Craftsman Style 1453 Fourth St.; 310/393-1468. The L.A. area may be home to more 1920's bungalows than everywhere else in the country combined. This small antiques store near the Third Street Promenade is an appealing source for items such as Stickley chairs ($3,000-$7,000), pottery ($200-$6,000), and hammered-copper mica-shade lamps by Dirk Van Erp ($25,000) that flatter original Arts and Crafts interiors.
Sur la Table 301 Wilshire Blvd.; 310/395-0390. Part of the Seattle-based cooking-implement empire, Sur la Table is Santa Monica's newest culinary shrine, perfect for a part of town whose sprawling Wednesday and Saturday farmer's market has nearly achieved the cultural prominence of the Vatican. The faithful gather to attend culinary classes from esteemed cookbook writers and to contemplate such unapproachable objects of veneration as Rösle nesting bowls ($41-$79), Henckels steak knives ($150 for five), and copper stockpots ($99-$279).

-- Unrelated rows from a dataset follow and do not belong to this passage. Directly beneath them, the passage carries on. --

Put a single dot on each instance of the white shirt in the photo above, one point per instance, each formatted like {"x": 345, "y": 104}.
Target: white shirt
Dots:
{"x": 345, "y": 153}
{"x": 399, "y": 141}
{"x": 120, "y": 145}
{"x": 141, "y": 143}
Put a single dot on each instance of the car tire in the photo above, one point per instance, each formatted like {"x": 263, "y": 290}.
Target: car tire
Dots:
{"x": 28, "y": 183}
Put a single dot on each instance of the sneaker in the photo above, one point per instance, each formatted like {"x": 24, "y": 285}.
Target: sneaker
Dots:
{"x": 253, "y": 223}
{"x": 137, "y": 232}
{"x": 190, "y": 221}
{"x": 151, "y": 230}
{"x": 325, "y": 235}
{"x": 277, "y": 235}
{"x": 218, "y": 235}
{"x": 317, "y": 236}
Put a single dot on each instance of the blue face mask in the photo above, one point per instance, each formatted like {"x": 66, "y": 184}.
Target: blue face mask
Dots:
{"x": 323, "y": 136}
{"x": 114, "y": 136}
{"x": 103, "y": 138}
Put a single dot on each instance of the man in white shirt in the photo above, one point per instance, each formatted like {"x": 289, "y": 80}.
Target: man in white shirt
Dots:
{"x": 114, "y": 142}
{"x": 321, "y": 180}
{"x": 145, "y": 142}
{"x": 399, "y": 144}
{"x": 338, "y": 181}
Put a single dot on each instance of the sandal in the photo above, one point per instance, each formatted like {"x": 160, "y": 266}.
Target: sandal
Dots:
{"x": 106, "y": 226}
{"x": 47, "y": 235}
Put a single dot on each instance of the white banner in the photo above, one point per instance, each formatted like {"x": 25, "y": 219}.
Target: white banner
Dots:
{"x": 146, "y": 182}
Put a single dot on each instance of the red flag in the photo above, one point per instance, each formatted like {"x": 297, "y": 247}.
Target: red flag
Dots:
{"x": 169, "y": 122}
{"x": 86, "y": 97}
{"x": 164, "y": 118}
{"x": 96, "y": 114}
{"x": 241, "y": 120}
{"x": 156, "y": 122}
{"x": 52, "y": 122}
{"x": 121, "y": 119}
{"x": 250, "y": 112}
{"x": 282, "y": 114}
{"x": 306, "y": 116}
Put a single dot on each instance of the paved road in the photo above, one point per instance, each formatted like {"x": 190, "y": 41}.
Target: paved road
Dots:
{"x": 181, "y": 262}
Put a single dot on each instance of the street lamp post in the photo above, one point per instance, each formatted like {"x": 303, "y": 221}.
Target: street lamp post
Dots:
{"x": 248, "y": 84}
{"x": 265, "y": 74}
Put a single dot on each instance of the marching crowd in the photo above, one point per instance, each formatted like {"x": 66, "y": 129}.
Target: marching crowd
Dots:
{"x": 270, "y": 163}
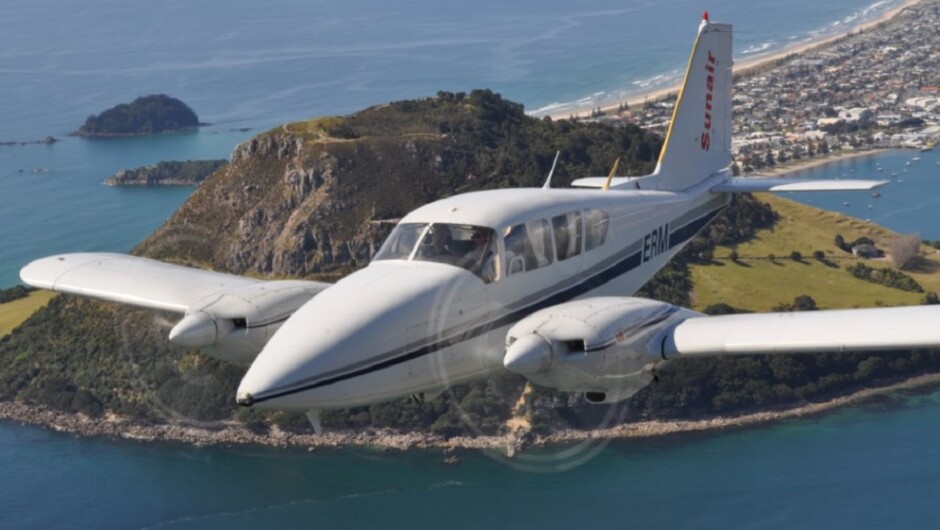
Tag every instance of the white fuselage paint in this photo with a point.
(399, 327)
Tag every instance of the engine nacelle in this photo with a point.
(234, 325)
(605, 347)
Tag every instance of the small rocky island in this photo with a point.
(145, 115)
(172, 173)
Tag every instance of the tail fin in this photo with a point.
(698, 143)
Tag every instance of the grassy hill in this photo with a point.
(756, 283)
(14, 313)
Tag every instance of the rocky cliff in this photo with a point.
(307, 199)
(171, 173)
(317, 198)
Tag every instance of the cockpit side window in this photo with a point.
(567, 235)
(470, 247)
(528, 246)
(596, 222)
(401, 242)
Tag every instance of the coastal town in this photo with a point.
(874, 88)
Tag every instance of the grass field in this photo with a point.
(13, 313)
(757, 283)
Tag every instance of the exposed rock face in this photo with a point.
(310, 198)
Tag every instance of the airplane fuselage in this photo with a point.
(407, 324)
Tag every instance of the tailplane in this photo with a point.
(698, 143)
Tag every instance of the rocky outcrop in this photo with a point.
(187, 173)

Algabar 920 N. La Cienega Blvd.; 310/360-3500. In a city where Thai food is easier to find than pizza and where people decamp for a month in Bali as casually as their parents used to weekend in Palm Springs, Algabar is a Saks Fifth Avenue for the new century. Atz the incense-scented store, chic Asian exotica becomes accessible. Its iron teapots are imported from Japan ($60-$150), 100-year-old beds from Indonesia ($5,000), extravagantly silk-screened velvet throws from local artist Richard Fischer ($800-$1,500), and teas from the French firm Mariage Frères. Owner Gail Baral stocks antiques and clean-lined furniture priced for the points-on-the-gross crowd, as well as stylish sake sets ($15-$40) that everyone can afford.

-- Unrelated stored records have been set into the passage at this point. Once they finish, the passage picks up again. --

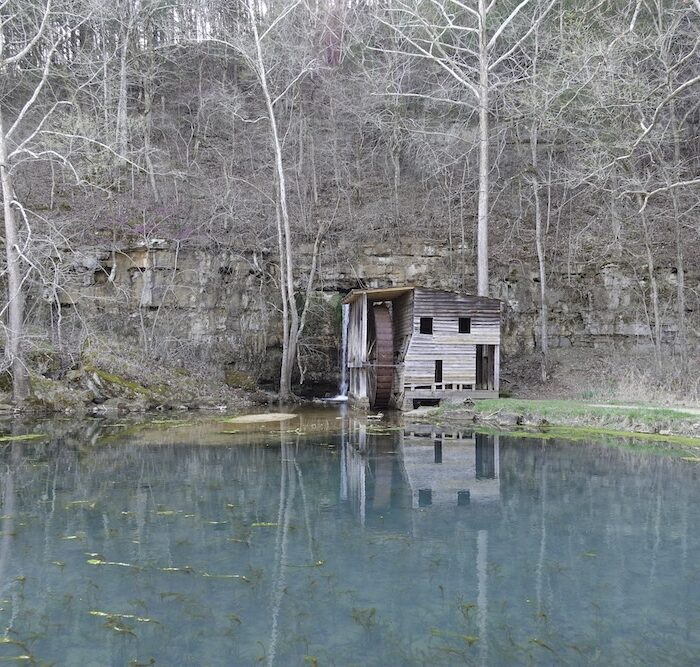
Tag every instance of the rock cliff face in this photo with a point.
(221, 303)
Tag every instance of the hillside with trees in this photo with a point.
(241, 161)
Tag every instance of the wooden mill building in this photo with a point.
(412, 345)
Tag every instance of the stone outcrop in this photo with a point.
(222, 302)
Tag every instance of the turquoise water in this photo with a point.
(323, 543)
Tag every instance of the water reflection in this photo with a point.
(337, 541)
(418, 466)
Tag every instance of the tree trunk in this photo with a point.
(539, 246)
(482, 230)
(15, 297)
(121, 133)
(289, 351)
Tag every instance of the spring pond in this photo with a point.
(330, 541)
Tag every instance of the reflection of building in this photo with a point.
(386, 476)
(450, 467)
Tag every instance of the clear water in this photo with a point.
(320, 543)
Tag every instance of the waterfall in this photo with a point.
(343, 389)
(343, 386)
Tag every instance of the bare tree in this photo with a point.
(467, 41)
(29, 39)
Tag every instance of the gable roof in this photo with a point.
(391, 293)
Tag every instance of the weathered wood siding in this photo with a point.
(402, 313)
(357, 348)
(456, 351)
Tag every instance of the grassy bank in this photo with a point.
(579, 418)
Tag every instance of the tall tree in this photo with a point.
(479, 45)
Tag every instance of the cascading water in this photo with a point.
(344, 351)
(343, 386)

Soolip Paperie & Press 8646 Melrose Ave.; 310/360-0545. An elegant new paper store across the street from the Pacific Design Center, with rough-hewn notebooks ($8-$115), cards ($2-$18), and stationery ($3-$12 for 10 sheets). (The Soolip Bungalow annex in the rear carries luxury bath products and cashmere-and-silk throws.) Sometimes it's the thought that counts, and since the handmade gift wrap here is more exquisite than anything you might put in it, a thought can count for a lot.
Jonathan Gold is a columnist for Los Angeles magazine and L.A. Weekly.